The second interesting bit is taking the Google-like server failure assumptions comparing them to network protocol failure assumptions. The TCP world assumes that losses will occur and the protocols need to gracefully and unobtrusively handle the loss. Wide area networks have always been like that. Wide area network engineers assume that there will be loss. The TCP protocol assumes that there will be loss. The protocols that route data and the end points of the session are smart. In network land, things work even with data loss and errors as high as 1%, and in HA network designs, we often assume that 50% of our hardware can fail and we'll still have a functional system.

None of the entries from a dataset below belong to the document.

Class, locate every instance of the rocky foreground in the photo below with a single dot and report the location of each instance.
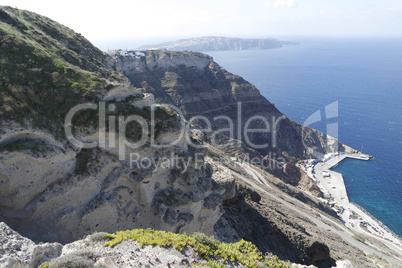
(214, 43)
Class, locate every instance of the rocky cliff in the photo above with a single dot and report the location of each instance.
(213, 43)
(71, 120)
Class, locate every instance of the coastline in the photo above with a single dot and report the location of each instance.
(354, 217)
(377, 220)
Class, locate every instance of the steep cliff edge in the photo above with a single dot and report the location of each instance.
(213, 43)
(53, 188)
(197, 85)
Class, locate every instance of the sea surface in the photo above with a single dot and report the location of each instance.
(364, 75)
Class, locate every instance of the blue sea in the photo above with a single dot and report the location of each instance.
(365, 76)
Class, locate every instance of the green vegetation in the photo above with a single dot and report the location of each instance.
(83, 157)
(212, 250)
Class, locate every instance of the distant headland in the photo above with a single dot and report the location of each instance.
(215, 43)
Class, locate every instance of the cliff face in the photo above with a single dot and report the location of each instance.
(54, 190)
(213, 43)
(51, 190)
(209, 90)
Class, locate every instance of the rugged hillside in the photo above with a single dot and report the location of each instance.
(55, 189)
(213, 43)
(197, 85)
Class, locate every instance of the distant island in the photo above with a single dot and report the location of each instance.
(214, 43)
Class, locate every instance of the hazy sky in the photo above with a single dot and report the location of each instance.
(125, 19)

In the case of routed wide area networks, it isn't necessarily cheap hardware that leads us to smart software (TCP, OSPF, BGP), it's unreliable circuits (the backhoe factor). In router and network land, smart software and redundancy compensates for unreliable WAN circuits. In theory smart software should let us run cheap hardware. In reality, we tend to have both smart software and expensive hardware. But a high hardware failure rate isn't really an option for network redundancy. If you've only got a single pair of HA routers 300 or 3000 miles away, and one dies, you've used up the +1 on your n+1 design. And it would be hard to build a remote routed node with more than a pair of redundant routers, mostly because the incoming telco circuit count would have to increase, and those things are expensive.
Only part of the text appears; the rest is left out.